Dans ce cycle dédié à l'art de l'homélie de son blog Écrits mystiques, Martine Petrini-Poli nous propose d'explorer l’histoire de la prédication chrétienne en tant qu’œuvre littéraire, héritière de la Bible, qui évolue au cours des siècles : des Pères de l’Église au Moyen Âge, du XVIIe siècle à nos jours. Cette quatrième publication est une étude de la prédication chrétienne dans l'Eglise des premiers temps, à travers les œuvres remarquables de saint Justin le Philosophe et du fameux saint Jean Chrysostome.
Publié le 01 septembre 2022
Écrit par Martine Petrini-Poli

Justin, philosophe et martyr du IIe siècle, montre dans sa 1ère Apologie, adressée à l’empereur Antonin le Pieux (133-161) le lien entre l’homélie et l’Eucharistie, dans la primitive église :

3 Le jour qu’on appelle le jour du soleil, tous, de la ville et de la campagne se rassemblent en un même lieu.

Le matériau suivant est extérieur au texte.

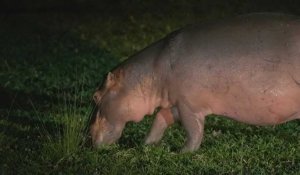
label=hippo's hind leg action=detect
[145,108,178,144]
[178,103,205,152]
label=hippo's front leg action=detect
[178,104,205,152]
[145,108,177,144]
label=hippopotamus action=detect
[90,13,300,152]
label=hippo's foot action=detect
[179,104,205,152]
[145,109,174,144]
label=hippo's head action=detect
[90,71,150,147]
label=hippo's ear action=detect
[93,91,101,104]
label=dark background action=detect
[0,0,300,174]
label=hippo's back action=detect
[164,14,300,124]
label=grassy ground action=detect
[0,0,300,174]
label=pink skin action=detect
[91,14,300,152]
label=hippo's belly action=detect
[204,81,300,125]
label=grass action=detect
[0,0,300,174]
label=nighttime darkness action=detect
[0,0,300,175]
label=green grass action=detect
[0,0,300,174]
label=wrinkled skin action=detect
[91,14,300,152]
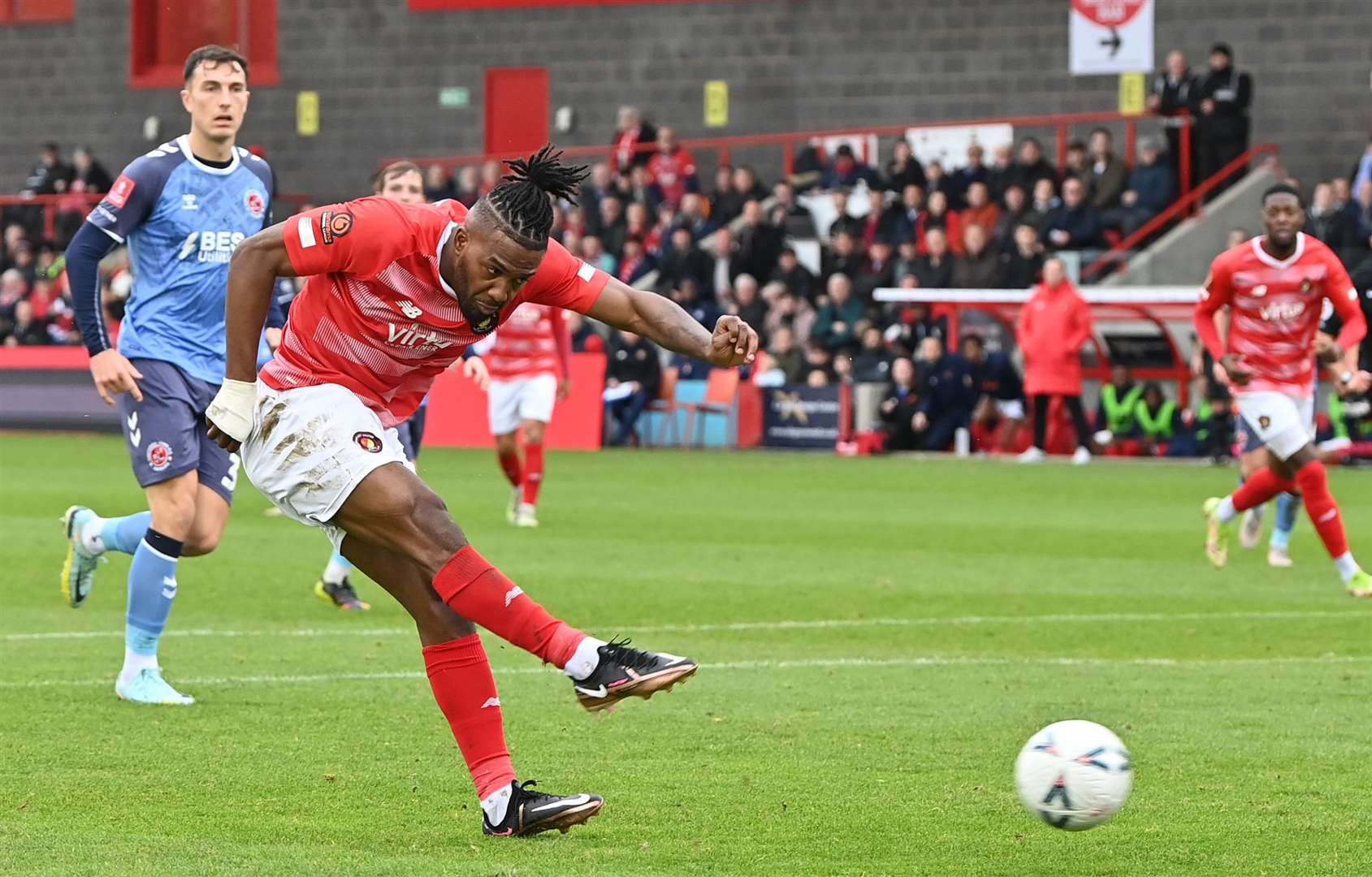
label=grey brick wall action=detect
[0,0,1372,197]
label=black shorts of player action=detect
[119,360,239,503]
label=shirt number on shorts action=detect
[219,454,239,493]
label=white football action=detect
[1015,719,1133,832]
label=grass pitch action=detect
[0,435,1372,877]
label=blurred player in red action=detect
[206,147,757,836]
[1195,184,1372,597]
[483,302,572,527]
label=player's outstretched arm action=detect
[206,222,295,451]
[586,277,757,368]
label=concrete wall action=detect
[0,0,1372,197]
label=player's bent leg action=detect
[114,471,200,706]
[342,535,604,836]
[329,465,697,710]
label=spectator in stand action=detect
[1101,137,1175,237]
[737,199,785,277]
[924,161,954,203]
[915,228,952,290]
[912,338,980,450]
[878,356,920,450]
[854,326,896,384]
[1061,140,1091,189]
[819,143,881,189]
[810,274,867,352]
[729,274,767,337]
[67,147,114,193]
[999,222,1043,290]
[647,125,699,206]
[22,143,71,195]
[605,330,661,447]
[1015,259,1091,464]
[962,335,1025,450]
[4,299,52,348]
[990,185,1029,253]
[886,137,924,192]
[615,237,657,286]
[1087,127,1130,211]
[582,235,619,274]
[1044,179,1101,250]
[595,195,629,263]
[820,232,863,286]
[424,165,457,203]
[876,183,924,244]
[1024,179,1062,236]
[986,143,1029,201]
[952,225,1000,290]
[609,107,657,173]
[826,188,863,244]
[1006,137,1058,192]
[950,143,990,211]
[759,326,805,386]
[1191,42,1253,199]
[959,179,1000,240]
[457,165,483,207]
[657,225,727,291]
[1147,50,1197,187]
[763,284,815,343]
[915,192,962,255]
[768,247,818,303]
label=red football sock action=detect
[1295,460,1348,557]
[424,634,514,800]
[434,545,586,668]
[1229,467,1295,512]
[500,450,524,487]
[524,442,543,505]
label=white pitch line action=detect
[0,609,1372,642]
[0,655,1372,690]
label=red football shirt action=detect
[1195,233,1366,394]
[482,302,572,380]
[261,197,609,427]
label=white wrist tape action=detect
[205,380,257,442]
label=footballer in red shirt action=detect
[483,302,572,527]
[1195,184,1372,597]
[206,147,757,836]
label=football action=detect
[1015,719,1133,832]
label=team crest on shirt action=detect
[148,442,171,472]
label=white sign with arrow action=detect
[1067,0,1153,76]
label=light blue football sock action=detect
[123,529,181,656]
[1268,493,1301,551]
[100,512,152,555]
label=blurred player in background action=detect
[62,45,273,704]
[484,302,572,527]
[309,162,486,611]
[209,147,757,836]
[1195,184,1372,597]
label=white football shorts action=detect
[487,374,557,435]
[1233,390,1314,461]
[239,380,414,549]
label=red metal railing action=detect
[1081,142,1279,281]
[383,113,1191,195]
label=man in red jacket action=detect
[1015,259,1091,465]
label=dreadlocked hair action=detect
[482,143,587,250]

Ensuite on lit les mémoires des apôtres et les écrits des prophètes autant que le temps le permet. Quand le lecteur a fini, celui qui préside (ho proestôs) fait un discours pour exhorter à l’imitation de ces beaux enseignements.

Icône orthodoxe de saint Justin le Philosophe, fresque, c. 1545 and 1546, Monastère de Stavroniketa, Mont Athos, Grèce ©wikimedia commons

5 Ensuite nous nous levons tous et nous prions ensemble à haute voix. Puis, comme nous l’avons déjà dit, lorsque la prière est terminée, on apporte du pain avec du vin et de l’eau. Celui qui préside fait monter au ciel les prières et les eucharisties (actions de grâce) autant qu’il peut et tout le peuple répond par l’acclamation « Amen ». Puis a lieu la distribution et le partage des choses consacrées à chacun. Et l’on envoie leur part aux absents par le ministère des diacres.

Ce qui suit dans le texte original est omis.